Bon on ne va pas créer un forum spécial sur ce superbe instrument mais comme c'est le grand frère du hautbois, une petite présentation s'impose:

Le cor anglais est un instrument de musique de la famille des bois, à anche double, proche parent du hautbois, dont il constitue l'équivalent à la quinte inférieure.
Il tire son nom d'une double confusion :
En premier lieu, n'ayant rien d'un cuivre, il porte le nom de cor. On pense qu'il s'agirait d'une assimilation avec un véritable cor, semi-circulaire lui aussi, de chasseur ou de forestier — par ailleurs utilisé en Grande-Bretagne, ce qui peut entrer en contradiction avec la seconde explication, complémentaire et plus répandue.
En second lieu, ce qui est plus souvent attesté, la qualification de cet instrument comme anglais proviendrait d'une confusion faite par les Anglais eux-mêmes, confusion reprise à leur compte par les Allemands, entre la désignation visuelle française anglé (coudé) et la référence (donc absolument involontaire) à leurs voisins du Nord.
Ce nom de cor anglais est donc issu de la description visuelle redondante, ensuite déformée, qui avait d'abord servi à identifier l'instrument en France : « instrument semi-circulaire comme un cor de forestier, et coudé ».
Sa capacité, en tant qu'anche double, à obtenir un flux sonore régulier et à ciseler les mélodies, associée à sa couleur plus sombre, souvent mélancolique, ainsi qu'à la proximité de sa tessiture avec la voix humaine (du baryton au mezzo-soprano), lui confère un pouvoir particulier qui a été mis en œuvre par les compositeurs eux-mêmes.
Déjà présent dans des œuvres de Jommelli dès 1741, Haydn l'emploie dans ses Divertimenti en 1746, et Gluck l'intègre dans l'orchestre d’Alceste en 1767.
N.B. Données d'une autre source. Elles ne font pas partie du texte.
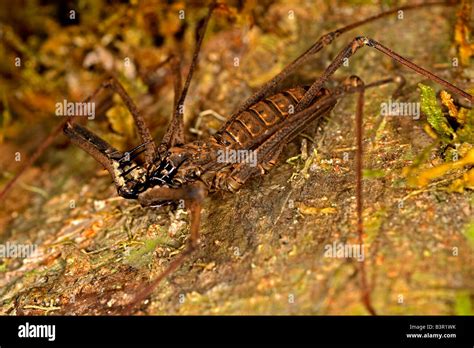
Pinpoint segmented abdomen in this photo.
[214,87,306,149]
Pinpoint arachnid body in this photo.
[1,2,472,316]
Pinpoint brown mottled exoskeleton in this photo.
[4,1,472,310]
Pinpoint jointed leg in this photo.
[296,36,472,111]
[231,1,462,117]
[97,77,157,165]
[160,0,217,152]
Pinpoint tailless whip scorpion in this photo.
[2,1,472,312]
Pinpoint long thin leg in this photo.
[98,77,157,166]
[296,36,472,111]
[231,1,462,117]
[160,0,216,152]
[126,182,207,312]
[353,76,377,315]
[64,123,146,198]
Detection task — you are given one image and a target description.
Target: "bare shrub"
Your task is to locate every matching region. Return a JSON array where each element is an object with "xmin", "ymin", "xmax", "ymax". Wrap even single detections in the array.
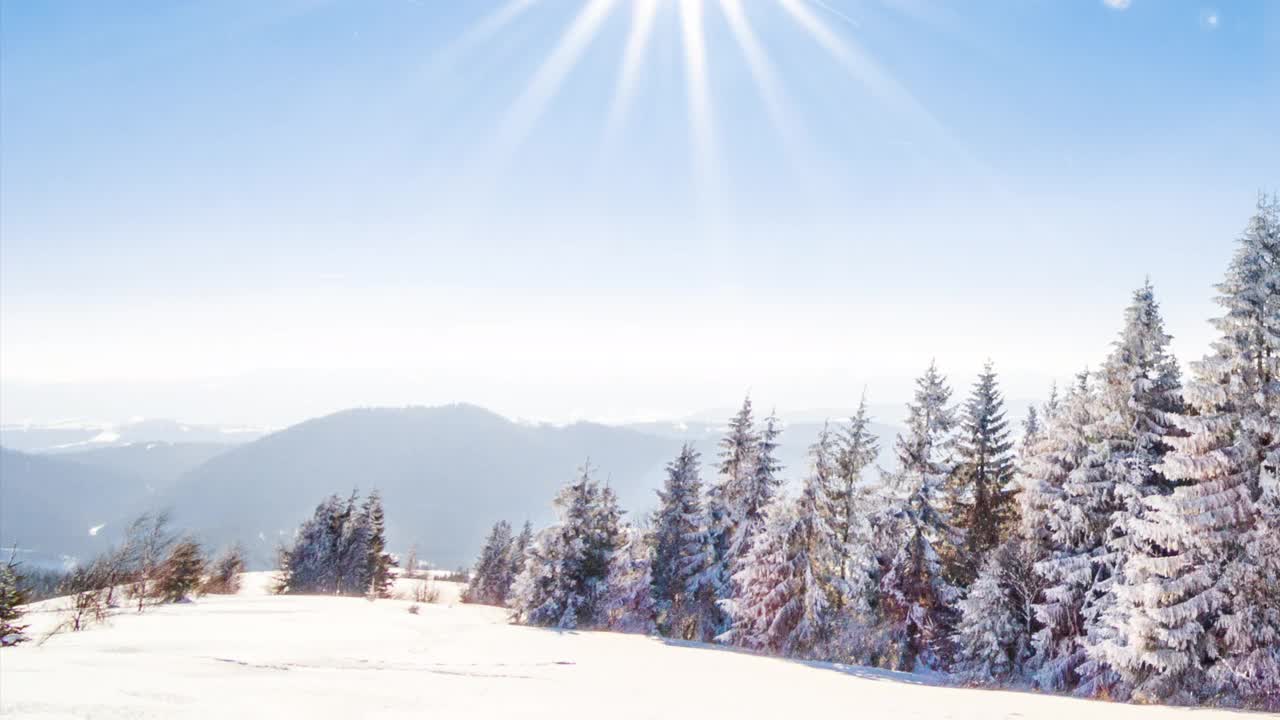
[
  {"xmin": 204, "ymin": 544, "xmax": 244, "ymax": 594},
  {"xmin": 413, "ymin": 580, "xmax": 440, "ymax": 603}
]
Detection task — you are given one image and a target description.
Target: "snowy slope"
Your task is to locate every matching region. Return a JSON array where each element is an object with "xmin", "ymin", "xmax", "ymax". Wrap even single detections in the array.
[{"xmin": 0, "ymin": 574, "xmax": 1249, "ymax": 720}]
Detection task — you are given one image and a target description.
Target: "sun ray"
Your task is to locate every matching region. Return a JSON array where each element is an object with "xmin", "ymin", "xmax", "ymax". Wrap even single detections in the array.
[
  {"xmin": 680, "ymin": 0, "xmax": 719, "ymax": 204},
  {"xmin": 604, "ymin": 0, "xmax": 658, "ymax": 147},
  {"xmin": 719, "ymin": 0, "xmax": 797, "ymax": 154},
  {"xmin": 430, "ymin": 0, "xmax": 538, "ymax": 74},
  {"xmin": 494, "ymin": 0, "xmax": 616, "ymax": 155},
  {"xmin": 778, "ymin": 0, "xmax": 948, "ymax": 137}
]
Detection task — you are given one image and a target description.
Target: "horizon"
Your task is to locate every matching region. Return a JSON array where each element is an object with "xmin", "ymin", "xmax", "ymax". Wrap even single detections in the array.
[{"xmin": 0, "ymin": 0, "xmax": 1280, "ymax": 427}]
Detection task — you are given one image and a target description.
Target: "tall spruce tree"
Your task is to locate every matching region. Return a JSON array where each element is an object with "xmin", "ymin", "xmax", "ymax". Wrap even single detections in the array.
[
  {"xmin": 879, "ymin": 364, "xmax": 957, "ymax": 670},
  {"xmin": 1079, "ymin": 282, "xmax": 1181, "ymax": 697},
  {"xmin": 952, "ymin": 553, "xmax": 1019, "ymax": 683},
  {"xmin": 947, "ymin": 361, "xmax": 1016, "ymax": 585},
  {"xmin": 1152, "ymin": 197, "xmax": 1280, "ymax": 710},
  {"xmin": 722, "ymin": 428, "xmax": 838, "ymax": 657},
  {"xmin": 598, "ymin": 525, "xmax": 658, "ymax": 634},
  {"xmin": 705, "ymin": 396, "xmax": 759, "ymax": 620},
  {"xmin": 462, "ymin": 520, "xmax": 515, "ymax": 607},
  {"xmin": 652, "ymin": 443, "xmax": 722, "ymax": 639},
  {"xmin": 831, "ymin": 393, "xmax": 881, "ymax": 612},
  {"xmin": 360, "ymin": 488, "xmax": 393, "ymax": 597},
  {"xmin": 511, "ymin": 462, "xmax": 618, "ymax": 628}
]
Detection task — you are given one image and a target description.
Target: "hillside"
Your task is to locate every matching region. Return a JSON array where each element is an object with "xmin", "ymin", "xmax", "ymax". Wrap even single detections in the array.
[
  {"xmin": 0, "ymin": 448, "xmax": 147, "ymax": 564},
  {"xmin": 0, "ymin": 405, "xmax": 911, "ymax": 568},
  {"xmin": 0, "ymin": 582, "xmax": 1244, "ymax": 720},
  {"xmin": 156, "ymin": 405, "xmax": 680, "ymax": 566}
]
Johann Nepomuk Hummel lui dédie un concerto virtuose, à la mode du hautbois, sans l'aspect de badinage charmant qui est attaché à son équivalent aigu.
Chopin, dans le Deuxième mouvement de son Premier Concerto pour piano Op.11, l'emploie comme contrechant méditatif et touchant, mais sans mièvrerie, avec son timbre barytonnant.
Wagner l'utilise dans Tristan et Isolde pour tenir le leitmotiv attaché à von König Markes Land, expression d'une nostalgie de la terre d'Irlande (aux origines du mythe contrée d'immortalité), d'une soumission infâmante au vainqueur (Tristan) qui la conduit comme du bétail à un autre qui n'a acquis aucun droit sur elle (Marke), de l'annonce des souffrances à venir sur ce sol étranger.
Beaucoup d'occurrences seraient à relever. On s'est contenté de citer quelques-unes des premières signalées et d'évoquer quelques usages emblématiques de l'instrument.